E o Trance, meus amigos, não precisa de multidões para evocar seus deuses. Ele precisa de almas.

O público que preencheu a pista da Amnesia carregava uma pluralidade linda de bandeiras, mas uma assinatura única no olhar: a obsessão. Eram fãs raiz. Daqueles que não estão ali para o feed do Instagram, mas para fechar os olhos e buscar o céu no teto do clube. O som, impecável como a engenharia da Amnesia sempre propõe, garantiu que cada linha de baixo e cada sintetizador melódico cortassem o ar com uma precisão cirúrgica. Os artistas sentiram essa conexão íntima. Quando a pista é menor, o olho no olho é maior.
A jornada começou desenhando o contraste perfeito das gerações. Primeiro, a experiência e a bagagem de Vicky Devine prepararam o terreno com aquela sabedoria de quem sabe ler uma pista que está se acomodando. Logo em seguida, fomos atropelados pela energia fresca, audaciosa e pulsante da juventude de Gio.
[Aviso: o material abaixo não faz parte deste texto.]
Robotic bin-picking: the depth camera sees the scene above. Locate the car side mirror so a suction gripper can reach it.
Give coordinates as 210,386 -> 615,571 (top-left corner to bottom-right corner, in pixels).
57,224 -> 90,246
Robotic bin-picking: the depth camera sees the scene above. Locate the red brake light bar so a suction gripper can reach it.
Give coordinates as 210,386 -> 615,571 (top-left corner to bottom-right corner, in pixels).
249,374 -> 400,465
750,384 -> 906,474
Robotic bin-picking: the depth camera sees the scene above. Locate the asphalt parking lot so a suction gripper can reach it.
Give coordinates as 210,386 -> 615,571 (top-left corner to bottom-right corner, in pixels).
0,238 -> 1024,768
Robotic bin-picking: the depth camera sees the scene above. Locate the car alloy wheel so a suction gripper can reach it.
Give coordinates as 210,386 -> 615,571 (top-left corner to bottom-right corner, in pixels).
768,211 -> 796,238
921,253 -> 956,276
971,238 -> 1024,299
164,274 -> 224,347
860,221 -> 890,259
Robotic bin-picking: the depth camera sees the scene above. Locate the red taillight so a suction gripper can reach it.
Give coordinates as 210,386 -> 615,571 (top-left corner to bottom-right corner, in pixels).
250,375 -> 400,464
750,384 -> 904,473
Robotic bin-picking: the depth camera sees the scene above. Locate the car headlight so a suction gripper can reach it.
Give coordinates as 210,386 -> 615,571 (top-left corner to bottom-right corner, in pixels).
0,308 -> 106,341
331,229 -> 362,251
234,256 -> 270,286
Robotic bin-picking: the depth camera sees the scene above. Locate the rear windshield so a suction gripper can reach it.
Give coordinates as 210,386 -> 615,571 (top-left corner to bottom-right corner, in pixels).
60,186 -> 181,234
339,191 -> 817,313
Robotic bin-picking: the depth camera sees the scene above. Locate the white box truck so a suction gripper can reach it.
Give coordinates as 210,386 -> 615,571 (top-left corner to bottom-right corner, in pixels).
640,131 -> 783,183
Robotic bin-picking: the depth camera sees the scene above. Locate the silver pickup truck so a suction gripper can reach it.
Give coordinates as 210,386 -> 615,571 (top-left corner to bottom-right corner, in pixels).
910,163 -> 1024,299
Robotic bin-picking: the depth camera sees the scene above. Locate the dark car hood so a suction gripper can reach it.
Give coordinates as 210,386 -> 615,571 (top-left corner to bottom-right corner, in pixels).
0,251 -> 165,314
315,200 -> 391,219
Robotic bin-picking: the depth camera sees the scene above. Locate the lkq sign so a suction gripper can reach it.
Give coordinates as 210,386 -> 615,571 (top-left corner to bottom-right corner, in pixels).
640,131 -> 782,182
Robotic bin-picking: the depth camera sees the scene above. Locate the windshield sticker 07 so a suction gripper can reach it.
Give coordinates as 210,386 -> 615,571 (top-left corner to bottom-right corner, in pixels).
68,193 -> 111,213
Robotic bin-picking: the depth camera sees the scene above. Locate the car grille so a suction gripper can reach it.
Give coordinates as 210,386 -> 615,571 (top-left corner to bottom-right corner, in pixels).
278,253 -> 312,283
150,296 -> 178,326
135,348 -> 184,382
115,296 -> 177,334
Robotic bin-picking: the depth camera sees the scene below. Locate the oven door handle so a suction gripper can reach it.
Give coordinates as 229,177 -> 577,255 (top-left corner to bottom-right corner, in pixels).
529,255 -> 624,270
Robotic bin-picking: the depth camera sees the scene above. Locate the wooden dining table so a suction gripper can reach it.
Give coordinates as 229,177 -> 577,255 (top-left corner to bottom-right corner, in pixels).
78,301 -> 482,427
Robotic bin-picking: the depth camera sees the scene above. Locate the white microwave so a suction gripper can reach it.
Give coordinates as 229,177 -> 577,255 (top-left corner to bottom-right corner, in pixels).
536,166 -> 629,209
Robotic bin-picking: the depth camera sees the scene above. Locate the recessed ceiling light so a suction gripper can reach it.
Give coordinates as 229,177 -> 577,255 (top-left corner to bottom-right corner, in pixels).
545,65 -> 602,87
Ver o frescor de quem está começando a dominar o mundo dentro de um templo com tanta história é a prova viva de que o Trance se renova, sangra e continua vivo no coração dos novos talentos.
Então, veio a hora dos gigantes.
Quando Chicane assumiu o controle, a Amnesia virou um oceano de nostalgia e melodia. É impossível não se arrepiar quando os acordes clássicos flutuam no ar. Ele entregou o entusiasmo de quem sabe que está tocando para quem realmente entende o peso da sua obra. Na sequência, Markus Schulz elevou o tom com o seu som progressivo, sombrio e monumental. Schulz regeu aquele público fiel com a maestria de um maestro, transformando a pista tímida em um exército compacto de braços erguidos.
E para fechar as cortinas de uma noite que se recuava a terminar, a lenda: Judge Jules.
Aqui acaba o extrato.